One of my favourite stocks and a leading creative software maker, Adobe Systems (ADBE), has faced an over 10% decline. This happened for the second time in the past couple of months, caused by some softer-than-expected guidance for the current quarter. Yet, the situation still looks very similar to the experience with falling Google price in the last October, when temporary weakness in the only segment of a remarkably strong financial report led to a rapid price fall, but the bearish gap was then purchased and fully recovered over the next few weeks. So, I only bought more Google very soon after appearing that rather absurd local dips on charts, and I am going to add even more Adobe shares to my portfolio after waiting a little time until this initial and purely emotional breakdown passes away.

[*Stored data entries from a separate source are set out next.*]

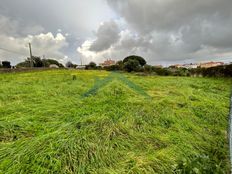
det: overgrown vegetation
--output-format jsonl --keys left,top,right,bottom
{"left": 1, "top": 61, "right": 11, "bottom": 68}
{"left": 0, "top": 70, "right": 231, "bottom": 173}
{"left": 105, "top": 63, "right": 232, "bottom": 77}
{"left": 1, "top": 54, "right": 231, "bottom": 78}
{"left": 15, "top": 56, "right": 64, "bottom": 68}
{"left": 103, "top": 55, "right": 232, "bottom": 77}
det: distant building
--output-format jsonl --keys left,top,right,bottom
{"left": 169, "top": 63, "right": 199, "bottom": 69}
{"left": 49, "top": 64, "right": 59, "bottom": 68}
{"left": 169, "top": 64, "right": 182, "bottom": 68}
{"left": 199, "top": 61, "right": 224, "bottom": 68}
{"left": 99, "top": 59, "right": 116, "bottom": 67}
{"left": 76, "top": 65, "right": 86, "bottom": 69}
{"left": 182, "top": 63, "right": 199, "bottom": 69}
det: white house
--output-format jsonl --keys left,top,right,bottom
{"left": 49, "top": 64, "right": 59, "bottom": 68}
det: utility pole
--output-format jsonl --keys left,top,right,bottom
{"left": 80, "top": 57, "right": 83, "bottom": 66}
{"left": 28, "top": 43, "right": 33, "bottom": 67}
{"left": 43, "top": 55, "right": 46, "bottom": 67}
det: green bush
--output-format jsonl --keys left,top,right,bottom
{"left": 42, "top": 59, "right": 64, "bottom": 67}
{"left": 123, "top": 55, "right": 146, "bottom": 66}
{"left": 144, "top": 65, "right": 153, "bottom": 73}
{"left": 123, "top": 59, "right": 140, "bottom": 72}
{"left": 85, "top": 62, "right": 97, "bottom": 70}
{"left": 189, "top": 64, "right": 232, "bottom": 77}
{"left": 2, "top": 61, "right": 11, "bottom": 68}
{"left": 104, "top": 64, "right": 121, "bottom": 71}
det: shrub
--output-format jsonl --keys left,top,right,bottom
{"left": 123, "top": 59, "right": 140, "bottom": 72}
{"left": 104, "top": 65, "right": 121, "bottom": 71}
{"left": 85, "top": 62, "right": 97, "bottom": 70}
{"left": 66, "top": 61, "right": 75, "bottom": 68}
{"left": 2, "top": 61, "right": 11, "bottom": 68}
{"left": 42, "top": 59, "right": 64, "bottom": 67}
{"left": 16, "top": 61, "right": 31, "bottom": 68}
{"left": 144, "top": 65, "right": 153, "bottom": 73}
{"left": 123, "top": 55, "right": 146, "bottom": 66}
{"left": 224, "top": 64, "right": 232, "bottom": 77}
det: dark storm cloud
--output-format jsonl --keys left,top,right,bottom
{"left": 89, "top": 21, "right": 120, "bottom": 52}
{"left": 102, "top": 0, "right": 232, "bottom": 63}
{"left": 0, "top": 0, "right": 114, "bottom": 37}
{"left": 107, "top": 0, "right": 232, "bottom": 33}
{"left": 1, "top": 0, "right": 232, "bottom": 65}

What actually cited in newswires as a main reason behind the downside move was that Adobe yesterday projected its digital media net new revenue at $440 million for Q2 FY2024, compared to $432 million in Q1 FY2024 and consensus analyst estimates of $460 million for Q2. The numbers were also called as a key metric that is quite possible but disputable against the background of the entire digital media business of the company which is much bigger, giving $3.82 billion at the moment. By the way, the last full number just showed a 12% YoY growth during the recent quarter. A projected slowdown for the "key metric" contribution amounted to less than 5%, and not over 10%, vs previously overestimated numbers.

The same observation could be attributed to the company's own EPS (equity per share) projections, which now lie in a range of $4.35 to $4.40, on revenue of $5.25 billion to $5.30 billion, compared with analyst pool estimates of $4.39 on revenue of $5.31 billion, for the current quarter. The numbers could be considered as huge and not less inspiring. Ultimately, it would be very strange for the crowd to turn a blind eye to freshly achieved all-time records in both last quarter's EPS of $4.48 and last quarter's revenue of $5.18 billion. The same pool of Wall Street analysts, which now tries to stigmatize the previous growth expectations from Adobe, anticipated lower records for EPS of $4.38 on lower revenue of $5.14 billion as well. The previous record in EPS was set at $4.27 three month ago. EPS records became broken by Adobe business for the seven consequent quarters in a row, which barely deserves such a deep correction.

One can indulge more in talking about rising competition in the segment, including a challenge by OpenAI's text-to-video generator Adobe was probably not wasting a lot of its money in vain for AI-related features to increase attractiveness of its products to demanding customers. If so, I bet Adobe price may even continue below its 7-month technical support at $500 per share, or even may decline further to touch the summer 2022 levels between $430 and $450, yet the company's investor day on March 26 would become the event to unveil new products' advantages, and it is going to put everything on its deserved place. The company's fresh announcement of a $25 billion stock buyback program will also help to give more confidence in Adobe to the investment community, when the management itself prefers to invest money in its own business.